Imagination is deeply entrenched in American ethos. From the “American Dream” to American “History” to “American exceptionalism”: the cruel, savage reality of this country’s past, present, and future beckons us to nurture selective memories and vivid imaginations. We are taught concocted histories and rationales of America’s Immaculate Conception and manifested destinies; where ethnic cleansing, slavery, genocide, exploitation, and appropriation exist only as figments of our… imagination.  President Obama’s recent comments in the Atlantic are a prime example: providing us both a case study and test of our collective capacity to conjure.

‘On Israel, Obama endorsed, in moving terms, the underlying rationale for the existence of  a Jewish state, making a direct connection between the battle for African American equality and the fight for Jewish national equality. “There’s a direct line between supporting the right of the Jewish people to have a homeland and to feel safe and free of discrimination and persecution, and the right of African Americans to vote and have equal protection under the law. These things are indivisible in my mind.”’

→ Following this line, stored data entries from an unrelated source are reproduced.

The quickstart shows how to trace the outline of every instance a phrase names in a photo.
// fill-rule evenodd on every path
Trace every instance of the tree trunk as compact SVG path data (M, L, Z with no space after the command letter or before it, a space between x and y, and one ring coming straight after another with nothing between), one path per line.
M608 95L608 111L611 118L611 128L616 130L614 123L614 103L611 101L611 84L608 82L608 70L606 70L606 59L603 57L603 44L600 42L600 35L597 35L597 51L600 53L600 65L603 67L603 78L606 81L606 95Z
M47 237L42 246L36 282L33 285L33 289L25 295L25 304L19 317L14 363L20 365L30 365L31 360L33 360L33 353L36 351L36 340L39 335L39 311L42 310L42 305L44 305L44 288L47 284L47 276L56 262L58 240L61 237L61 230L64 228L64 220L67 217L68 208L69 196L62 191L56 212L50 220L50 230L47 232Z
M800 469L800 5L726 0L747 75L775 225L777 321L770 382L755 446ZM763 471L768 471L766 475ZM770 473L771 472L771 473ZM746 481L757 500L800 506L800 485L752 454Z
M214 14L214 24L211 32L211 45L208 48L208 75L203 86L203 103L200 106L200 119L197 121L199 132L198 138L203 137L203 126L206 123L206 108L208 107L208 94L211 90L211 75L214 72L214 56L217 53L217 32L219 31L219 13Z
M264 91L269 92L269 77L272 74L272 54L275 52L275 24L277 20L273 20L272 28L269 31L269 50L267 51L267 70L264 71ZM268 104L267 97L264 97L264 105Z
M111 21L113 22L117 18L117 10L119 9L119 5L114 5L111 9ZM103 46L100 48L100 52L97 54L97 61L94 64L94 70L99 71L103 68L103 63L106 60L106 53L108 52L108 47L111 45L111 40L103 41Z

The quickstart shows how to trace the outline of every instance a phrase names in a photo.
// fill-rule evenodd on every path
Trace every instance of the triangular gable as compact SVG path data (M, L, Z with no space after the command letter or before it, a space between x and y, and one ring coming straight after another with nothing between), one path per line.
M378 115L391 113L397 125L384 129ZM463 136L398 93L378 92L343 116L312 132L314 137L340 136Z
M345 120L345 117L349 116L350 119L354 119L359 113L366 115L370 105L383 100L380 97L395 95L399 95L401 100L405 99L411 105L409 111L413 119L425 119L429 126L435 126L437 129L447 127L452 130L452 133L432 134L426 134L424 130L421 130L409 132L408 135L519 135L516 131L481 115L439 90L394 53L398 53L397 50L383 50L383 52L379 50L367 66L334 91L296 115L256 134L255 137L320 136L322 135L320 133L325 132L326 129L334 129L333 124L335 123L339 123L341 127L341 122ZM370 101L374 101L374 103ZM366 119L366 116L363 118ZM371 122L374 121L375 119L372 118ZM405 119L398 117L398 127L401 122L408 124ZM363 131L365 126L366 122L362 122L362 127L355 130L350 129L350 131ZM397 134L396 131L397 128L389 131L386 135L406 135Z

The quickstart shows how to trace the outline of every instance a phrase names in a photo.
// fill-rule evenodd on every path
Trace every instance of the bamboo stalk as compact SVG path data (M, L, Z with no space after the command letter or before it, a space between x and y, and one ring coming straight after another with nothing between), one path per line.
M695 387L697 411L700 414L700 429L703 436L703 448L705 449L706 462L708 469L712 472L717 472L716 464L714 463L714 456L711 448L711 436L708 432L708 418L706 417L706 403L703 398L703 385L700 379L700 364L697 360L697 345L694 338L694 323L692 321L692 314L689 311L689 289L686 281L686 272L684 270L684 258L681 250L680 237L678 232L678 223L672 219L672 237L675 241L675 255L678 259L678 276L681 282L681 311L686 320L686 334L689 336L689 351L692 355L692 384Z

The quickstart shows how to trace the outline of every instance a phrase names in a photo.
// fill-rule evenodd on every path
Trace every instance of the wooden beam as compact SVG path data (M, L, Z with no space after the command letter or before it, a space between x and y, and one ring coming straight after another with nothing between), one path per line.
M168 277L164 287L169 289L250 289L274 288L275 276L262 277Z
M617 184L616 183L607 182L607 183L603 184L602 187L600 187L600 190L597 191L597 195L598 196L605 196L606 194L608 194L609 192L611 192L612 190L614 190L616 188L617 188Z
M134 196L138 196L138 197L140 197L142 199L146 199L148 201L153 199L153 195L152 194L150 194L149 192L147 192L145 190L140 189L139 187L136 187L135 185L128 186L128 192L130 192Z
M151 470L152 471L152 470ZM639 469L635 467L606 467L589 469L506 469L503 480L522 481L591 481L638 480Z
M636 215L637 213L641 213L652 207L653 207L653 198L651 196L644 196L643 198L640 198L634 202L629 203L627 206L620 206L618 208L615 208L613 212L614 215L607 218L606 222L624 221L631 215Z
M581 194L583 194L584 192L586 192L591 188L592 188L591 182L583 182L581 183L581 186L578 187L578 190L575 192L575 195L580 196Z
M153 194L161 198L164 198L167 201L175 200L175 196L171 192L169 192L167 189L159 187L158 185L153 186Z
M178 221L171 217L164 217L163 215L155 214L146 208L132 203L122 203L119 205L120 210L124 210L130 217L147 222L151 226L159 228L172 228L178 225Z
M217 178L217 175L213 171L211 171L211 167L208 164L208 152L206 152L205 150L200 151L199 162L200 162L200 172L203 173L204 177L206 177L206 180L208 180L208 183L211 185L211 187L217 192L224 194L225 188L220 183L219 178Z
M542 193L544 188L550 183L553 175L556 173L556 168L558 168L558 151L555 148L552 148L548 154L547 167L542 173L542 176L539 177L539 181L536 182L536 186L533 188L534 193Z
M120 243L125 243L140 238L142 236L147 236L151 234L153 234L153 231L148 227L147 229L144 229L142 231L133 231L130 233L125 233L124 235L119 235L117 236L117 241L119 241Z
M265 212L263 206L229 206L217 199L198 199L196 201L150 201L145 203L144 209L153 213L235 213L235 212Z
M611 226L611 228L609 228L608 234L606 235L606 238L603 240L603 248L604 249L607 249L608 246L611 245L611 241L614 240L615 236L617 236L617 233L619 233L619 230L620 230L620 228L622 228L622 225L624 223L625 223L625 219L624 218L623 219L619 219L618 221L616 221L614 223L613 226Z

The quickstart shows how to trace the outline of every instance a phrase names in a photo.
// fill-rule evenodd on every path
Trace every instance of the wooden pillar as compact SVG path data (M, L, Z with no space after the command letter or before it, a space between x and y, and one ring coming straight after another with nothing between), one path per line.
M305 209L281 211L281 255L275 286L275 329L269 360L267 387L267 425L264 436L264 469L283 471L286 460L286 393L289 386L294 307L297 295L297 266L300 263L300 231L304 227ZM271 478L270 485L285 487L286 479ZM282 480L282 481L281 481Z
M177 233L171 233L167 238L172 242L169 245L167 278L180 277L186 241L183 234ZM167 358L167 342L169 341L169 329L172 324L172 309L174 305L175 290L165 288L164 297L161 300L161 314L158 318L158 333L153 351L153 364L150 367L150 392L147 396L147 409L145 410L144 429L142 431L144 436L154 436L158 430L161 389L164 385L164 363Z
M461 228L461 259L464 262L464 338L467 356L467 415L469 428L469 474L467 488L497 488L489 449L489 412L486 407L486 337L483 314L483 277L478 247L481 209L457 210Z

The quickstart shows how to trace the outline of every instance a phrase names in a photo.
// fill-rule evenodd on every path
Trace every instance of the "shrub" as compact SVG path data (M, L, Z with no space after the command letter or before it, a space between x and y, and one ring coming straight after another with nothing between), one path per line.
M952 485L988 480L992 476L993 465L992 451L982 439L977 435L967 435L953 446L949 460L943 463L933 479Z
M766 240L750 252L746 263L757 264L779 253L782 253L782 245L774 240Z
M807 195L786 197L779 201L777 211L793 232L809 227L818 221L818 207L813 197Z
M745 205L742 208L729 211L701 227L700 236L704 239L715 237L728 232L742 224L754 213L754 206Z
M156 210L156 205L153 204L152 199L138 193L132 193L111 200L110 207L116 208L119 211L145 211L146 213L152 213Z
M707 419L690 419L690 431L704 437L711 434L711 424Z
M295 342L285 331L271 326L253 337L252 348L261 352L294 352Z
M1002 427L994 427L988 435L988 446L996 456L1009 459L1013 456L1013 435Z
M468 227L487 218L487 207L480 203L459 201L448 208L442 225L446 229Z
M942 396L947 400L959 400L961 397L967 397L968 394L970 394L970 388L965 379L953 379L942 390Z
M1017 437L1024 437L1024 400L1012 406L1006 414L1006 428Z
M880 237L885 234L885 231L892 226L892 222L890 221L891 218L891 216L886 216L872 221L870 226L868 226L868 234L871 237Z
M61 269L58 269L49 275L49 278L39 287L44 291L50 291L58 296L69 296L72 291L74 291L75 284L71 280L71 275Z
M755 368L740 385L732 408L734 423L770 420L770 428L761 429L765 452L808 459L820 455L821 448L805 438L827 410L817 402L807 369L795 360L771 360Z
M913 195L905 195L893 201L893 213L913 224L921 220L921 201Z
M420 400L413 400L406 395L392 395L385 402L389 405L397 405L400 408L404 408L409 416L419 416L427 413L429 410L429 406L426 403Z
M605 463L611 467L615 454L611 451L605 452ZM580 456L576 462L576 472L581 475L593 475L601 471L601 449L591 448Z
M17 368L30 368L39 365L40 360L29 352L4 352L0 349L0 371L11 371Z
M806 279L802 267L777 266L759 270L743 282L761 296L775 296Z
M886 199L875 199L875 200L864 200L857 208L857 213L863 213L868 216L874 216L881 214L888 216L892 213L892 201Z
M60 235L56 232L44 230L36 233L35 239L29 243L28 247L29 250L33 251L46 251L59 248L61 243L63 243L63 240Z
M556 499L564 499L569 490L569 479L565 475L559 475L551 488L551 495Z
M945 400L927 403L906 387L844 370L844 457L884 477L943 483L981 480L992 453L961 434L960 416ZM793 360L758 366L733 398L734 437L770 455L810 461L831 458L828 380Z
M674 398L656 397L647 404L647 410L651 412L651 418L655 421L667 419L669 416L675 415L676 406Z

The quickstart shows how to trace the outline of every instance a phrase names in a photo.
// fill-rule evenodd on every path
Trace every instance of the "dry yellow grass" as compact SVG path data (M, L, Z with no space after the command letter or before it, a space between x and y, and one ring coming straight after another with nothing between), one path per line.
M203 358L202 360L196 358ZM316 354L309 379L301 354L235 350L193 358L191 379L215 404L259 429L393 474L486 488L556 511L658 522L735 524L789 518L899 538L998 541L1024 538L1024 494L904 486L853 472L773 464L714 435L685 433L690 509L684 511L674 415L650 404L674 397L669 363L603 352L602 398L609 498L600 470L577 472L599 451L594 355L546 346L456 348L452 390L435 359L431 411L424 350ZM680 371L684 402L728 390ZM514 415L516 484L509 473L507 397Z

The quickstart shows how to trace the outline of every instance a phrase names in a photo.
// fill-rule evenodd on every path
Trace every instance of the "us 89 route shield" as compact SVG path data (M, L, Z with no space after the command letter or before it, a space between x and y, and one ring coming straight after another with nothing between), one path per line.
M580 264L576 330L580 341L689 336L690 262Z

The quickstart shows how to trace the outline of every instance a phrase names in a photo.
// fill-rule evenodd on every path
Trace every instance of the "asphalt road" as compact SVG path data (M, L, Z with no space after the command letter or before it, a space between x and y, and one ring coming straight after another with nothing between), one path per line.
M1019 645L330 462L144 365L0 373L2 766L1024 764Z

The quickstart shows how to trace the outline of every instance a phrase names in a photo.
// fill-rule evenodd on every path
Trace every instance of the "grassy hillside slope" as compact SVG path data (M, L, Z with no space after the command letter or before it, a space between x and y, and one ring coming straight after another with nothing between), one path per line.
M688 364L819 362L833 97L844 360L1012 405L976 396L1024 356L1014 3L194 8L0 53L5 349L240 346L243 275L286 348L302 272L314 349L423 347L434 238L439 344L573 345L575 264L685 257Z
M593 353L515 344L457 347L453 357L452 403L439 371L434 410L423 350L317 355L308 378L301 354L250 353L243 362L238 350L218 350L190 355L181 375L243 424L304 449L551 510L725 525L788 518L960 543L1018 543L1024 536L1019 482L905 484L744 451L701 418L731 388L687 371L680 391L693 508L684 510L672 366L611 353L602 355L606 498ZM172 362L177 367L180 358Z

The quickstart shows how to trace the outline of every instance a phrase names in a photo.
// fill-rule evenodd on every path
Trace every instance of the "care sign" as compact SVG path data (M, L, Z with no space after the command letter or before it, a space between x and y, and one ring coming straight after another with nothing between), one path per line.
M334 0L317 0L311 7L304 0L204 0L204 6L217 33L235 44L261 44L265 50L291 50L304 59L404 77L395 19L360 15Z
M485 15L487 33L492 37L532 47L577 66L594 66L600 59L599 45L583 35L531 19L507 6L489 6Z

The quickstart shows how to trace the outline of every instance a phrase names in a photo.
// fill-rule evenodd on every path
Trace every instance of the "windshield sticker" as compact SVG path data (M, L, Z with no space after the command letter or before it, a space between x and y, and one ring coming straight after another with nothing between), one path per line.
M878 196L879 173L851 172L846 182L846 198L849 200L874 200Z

On its face, it may seem like the above statement shouldn’t warrant even the slightest iota of imagination: President Obama is merely relaying the oft-used trope of Zionist-African-American solidarity! Anyone can understand that, right? Especially the much maligned, ever-resilient African Americans. President Obama is just reminding us of the strong historical similarities that we share with the apartheid state of Israel. No imagination needed here.

I’m sure you’ve heard the story too many times to count, but I’ll refresh your memory.

After much debate between the United States and the British and the signing of the landmark 1964 Civil Rights Act, Black Americans, in addition to a substantial reparations package, were given what was once known as the states of Georgia, Louisiana, Florida, Mississippi, and Alabama for Africans to settle. Harkening to Biblical references of a miracle balm able to heal any condition the first settlers renamed the land ‘Gilead’, and set about bringing the vision of the ‘Promised Land’ from dream to reality.  

The first settlers began arriving in 1964 and embarked on the grueling task of cleansing the land of white residents and indigenous people. It wasn’t easy but after the massacre of thousands and mass evacuations of hundreds of thousands, and with millions of whites and native peoples resettled in refugee camps scattered across Mexico, Canada, and Texas, the sons and daughters of African slaves finally had a home to call their own. Today, ‘Gilead’ continues the dehumanization, occupation, and incarceration of thousands of native peoples within and outside its ever-expanding apartheid regime. Human rights violations abound, children are bombed, while the ‘civilized’ world is split between defending ‘Gilead’s’ right to ethnic purity and looking the other way.

This must be the ‘direct line’ that President Obama is referring to, right?

In January, I joined a delegation of organizers from the United States in a pilgrimage to Palestine.  What I saw there was cold, calculating racism and ethnic privilege masquerading as a Jewish State.

I listened to the brilliant poetry of an unbroken Palestinian boy, the liberated artistry of once-silenced Palestinian girls, saw the unapologetic paintings of an affable artist-turned-activist.  I dined in the home of a woman who lost her unborn child to brutal Israeli occupation; a life snuffed out before it’s first breath.

Statements like Obama’s, and a chorus of others, would have you to believe that the state of Israel was founded for the safety, security and sovereignty of a “People without a home.”  Pundits and politicians tout their records on Israel and champion its defense at all costs. Detractors to this article will tell you that Israel was founded and filled with love.

It is a lie. It is, like much of what we are told about Israeli history, a figment of our well-manicured imagination. It is a fact that all people deserve security and safety, but that never gives people the right to bomb indiscriminately (Gaza is, yet again, under fire), incarcerate people indeterminately, and replicate the cruel discrimination and displacement that led to the founding of your supposed “homeland”.  The Black Liberation struggle in the US has always understood this and the days of standing idly by while thousands die are over.

The Dream Defenders fully support the growing BDS (Boycott, Divest, and Sanction) movement and will continue to stand with Palestinians struggling to secure their freedom and equal rights against Israeli and US persecution.

There is no direct line from Zionism to the Black Freedom struggle. No rhetorical imagination-acrobatics can conjure one and no amount of intimidation can chart one. It is a racist, exploitative, and exclusionary ideology; its eagerness to attack and silence detractors is only matched by its eagerness to co-opt the struggles of Blacks in this country (by a Black in this country) for its own survival.

Palestinians are far too familiar with lines.  Dotted lines drawn arbitrarily through ancient homelands.  Concrete lines erected through villages, between blood relatives.  Lines of Palestinians waiting at checkpoints.  Cemeteries lined with the bodies of sisters, and brothers, fathers, and mothers.  The political line: “Love for Israel; Hate for Palestinians.”

Maybe THIS is what President Obama was referring to. In both Israel and the United States, there is a direct line between love for Country and hate for the exploited….

Imagine that.

Phillip Agnew is the Mission Director of the Dream Defenders.